UnionAID has assisted 400 Philippino call centre workers to challenge unfair dismissals, trained 1,500 Myanmarese women to gain industrial sewing skills and educated members of the Fijian Garment Workers Union about their employment rights, which led to a successful campaign to lift the minimum wage in their country by 19%. They’ve also established a new union for Dalit cremation workers in India, who were earning NZD $2 for 24 hour cremation jobs and faced threats of violence for asking for more. The extra pay and conditions they now enjoy have in turn enabled 600 workers’ children to be educated and pursue their dreams rather than remain trapped in poverty.
This (and much more) has been achieved with 352 kiwis making direct debit donations. Imagine what they could do with more!

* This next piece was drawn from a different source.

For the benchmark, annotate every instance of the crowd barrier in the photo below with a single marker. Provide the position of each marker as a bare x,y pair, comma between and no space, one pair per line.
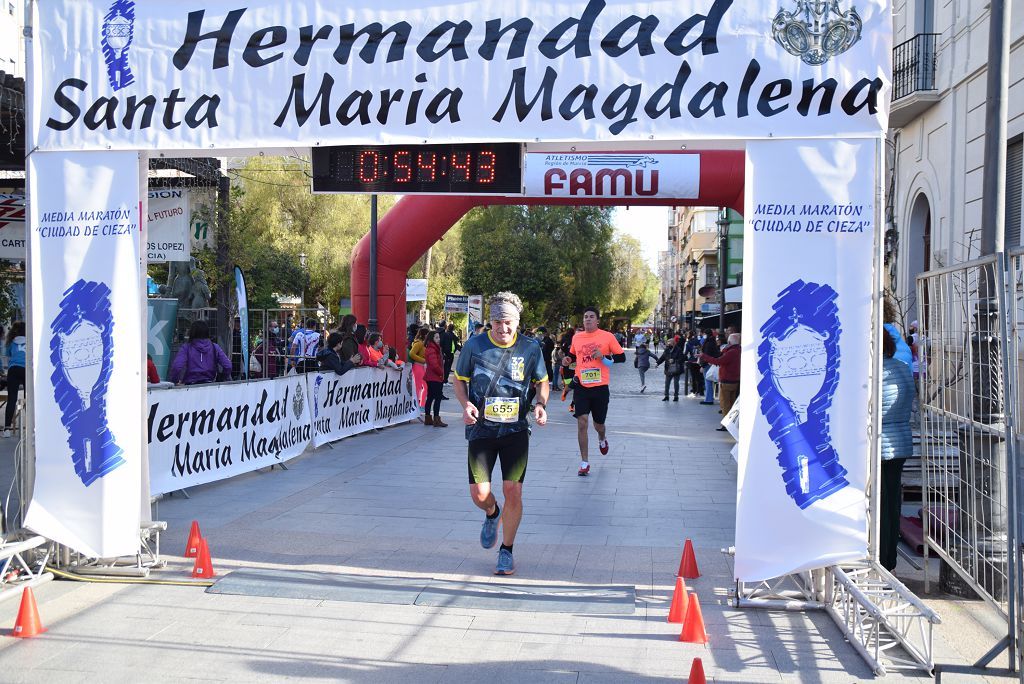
204,433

Which brings me to the question of what all this has to do with football. For starters, the chances are everything you touch and wear on training and match day pitches has been made by workers on subsistence wages in developing Asia Pacific countries. Plus, from now on, every time you purchase a photo from the 5-3-2 shop $5 will be donated to UnionAID – which is me making the world better through football. And not being a hypocrite.